- Born: 20 March 1865 Auckland, New Zealand
- Died: 11 December 1932 (aged 67) Detroit, Michigan, United States
- Title: Professional Sculling Champion of New Zealand
- Term: 1890–1891
- Predecessor: William Hearn
- Successor: Tom Sullivan

= Charles Stephenson (rower) =

New Zealand rower

Charles Stephenson (born 20 March 1865) was a New Zealand rower. He was born in Hobson Street, Auckland. He passed most of his boyhood at the Thames, and after leaving school went to the Northern Wairoa district, where he took to a bushman's life. His work in the kauri bushes was varied by an occasional spell as a boatman on the river, and so he got his first lessons in rowing. For three years he was in the service of the Hon. E. Mitchelson, at Dargaville, and during that time got a good deal of rough practice in rowing. His first race was rowed, with J. Wilson as a partner, in the pairs at the Wairoa Regatta in April 1887. Their principal opponents were the Brothers Brown, who were recognised at the time as the "bosses" of the river. To the surprise of everyone young Stephenson and his mate won easily. The Browns were not satisfied with their defeat, and a match was made with their conquerors for £50 a-side, to come off a month after the regatta. This had the same result, and Stephenson's reputation began to grow. In January 1888, he was one of the Northern Wairoa Whaleboat Crew which finished third at Auckland Anniversary Regatta. Waitemata winning and North Shore rowing second. After this he went back to the bush; but in November 1888, he and two friends left the Wairoa, intending to go to Tasmania. Stephenson, however, got no further than Sydney, where he determined to try his luck as a professional sculler.

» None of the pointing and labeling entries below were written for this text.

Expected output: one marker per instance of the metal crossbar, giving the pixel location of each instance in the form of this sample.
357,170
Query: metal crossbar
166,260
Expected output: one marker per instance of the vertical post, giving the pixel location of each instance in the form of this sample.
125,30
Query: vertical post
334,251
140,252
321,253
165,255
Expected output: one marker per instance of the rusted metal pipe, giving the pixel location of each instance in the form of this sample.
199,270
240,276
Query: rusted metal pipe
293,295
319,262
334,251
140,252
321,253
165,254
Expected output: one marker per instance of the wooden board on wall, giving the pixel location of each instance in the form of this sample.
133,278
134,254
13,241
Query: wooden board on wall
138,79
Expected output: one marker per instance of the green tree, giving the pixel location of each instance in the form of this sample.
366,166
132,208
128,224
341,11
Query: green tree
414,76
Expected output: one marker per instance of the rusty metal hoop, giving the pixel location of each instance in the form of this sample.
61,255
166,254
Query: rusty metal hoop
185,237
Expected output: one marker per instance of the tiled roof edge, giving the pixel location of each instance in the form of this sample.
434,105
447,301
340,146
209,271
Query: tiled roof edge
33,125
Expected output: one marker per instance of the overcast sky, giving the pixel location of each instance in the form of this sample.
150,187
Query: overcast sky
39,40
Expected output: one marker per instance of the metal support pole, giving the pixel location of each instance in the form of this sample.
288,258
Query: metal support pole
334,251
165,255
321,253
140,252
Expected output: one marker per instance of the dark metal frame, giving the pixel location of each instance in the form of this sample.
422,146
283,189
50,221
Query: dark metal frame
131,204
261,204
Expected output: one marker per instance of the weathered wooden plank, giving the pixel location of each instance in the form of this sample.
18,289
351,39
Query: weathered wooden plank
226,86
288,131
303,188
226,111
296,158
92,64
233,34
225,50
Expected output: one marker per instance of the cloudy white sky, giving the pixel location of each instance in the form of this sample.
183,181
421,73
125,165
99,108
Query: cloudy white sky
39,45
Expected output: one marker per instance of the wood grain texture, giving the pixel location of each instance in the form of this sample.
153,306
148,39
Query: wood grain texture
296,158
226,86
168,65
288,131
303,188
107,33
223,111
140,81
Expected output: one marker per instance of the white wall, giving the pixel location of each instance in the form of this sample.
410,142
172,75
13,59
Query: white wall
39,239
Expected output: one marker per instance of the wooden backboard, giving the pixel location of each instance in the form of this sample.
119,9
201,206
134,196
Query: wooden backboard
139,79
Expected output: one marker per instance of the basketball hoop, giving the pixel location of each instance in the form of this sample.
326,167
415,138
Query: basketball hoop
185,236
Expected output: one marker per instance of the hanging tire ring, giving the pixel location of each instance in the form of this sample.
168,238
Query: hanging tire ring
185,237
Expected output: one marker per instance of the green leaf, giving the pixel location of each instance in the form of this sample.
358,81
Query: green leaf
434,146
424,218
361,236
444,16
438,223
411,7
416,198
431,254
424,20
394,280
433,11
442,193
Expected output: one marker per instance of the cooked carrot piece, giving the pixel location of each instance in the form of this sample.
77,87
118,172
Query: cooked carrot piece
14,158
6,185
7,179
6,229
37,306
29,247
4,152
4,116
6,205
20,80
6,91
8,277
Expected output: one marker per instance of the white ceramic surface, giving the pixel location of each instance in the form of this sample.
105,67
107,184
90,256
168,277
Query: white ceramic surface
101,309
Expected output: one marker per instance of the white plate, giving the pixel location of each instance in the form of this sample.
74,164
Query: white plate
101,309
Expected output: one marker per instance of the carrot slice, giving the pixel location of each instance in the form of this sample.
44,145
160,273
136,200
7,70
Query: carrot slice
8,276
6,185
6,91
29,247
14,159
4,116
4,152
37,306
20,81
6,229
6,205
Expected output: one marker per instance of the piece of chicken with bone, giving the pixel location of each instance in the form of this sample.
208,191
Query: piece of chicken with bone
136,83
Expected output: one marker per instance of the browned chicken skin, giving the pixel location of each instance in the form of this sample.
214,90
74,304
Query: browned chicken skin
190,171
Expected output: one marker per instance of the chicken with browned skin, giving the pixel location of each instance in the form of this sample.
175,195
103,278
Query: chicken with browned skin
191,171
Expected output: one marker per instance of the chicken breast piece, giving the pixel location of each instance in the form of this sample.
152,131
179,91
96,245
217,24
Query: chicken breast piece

The Spencer Brothers, who brought out Searle and Matterson, finding that he gave good promise, took him 'up' and backed him against Joe Kemp, brother of the ex-champion, for £100 a-side. The match was rowed over the Parramatta course on 30 August 1889, and resulted in a three lengths win for Stephenson, the time for the first mile being 5min 43sec, and the full distance being rowed in 20min 24.5sec. On 30 October 1889 Stephenson sustained a defeat by John McLean, who beat him by three lengths, after a good race, over the same course, in 21min 53sec. For this match Stephenson was backed by Mr Warby, of Sydney, who was his chief supporter for a match for the Championship of New Zealand. His opponent was William Hearn. Stephenson was thus, as compared with his opponent, a novice sculler but he won by three lengths in a time of 22min 22.75sec. The race was run in Wellington on 5 February 1890.
Stephenson next defended his title against Tom Sullivan on the Parramatta River, Sydney on 11 May 1891. The stake was £100 a side. Stephenson was defeated by Sullivan. See also New Zealand Sculling Championship.

Stephenson then travelled overseas. On 1 September 1892 he raced Ned Hanlan in a two miles race in Toronto, Canada and he (Stephenson) lost by two lengths.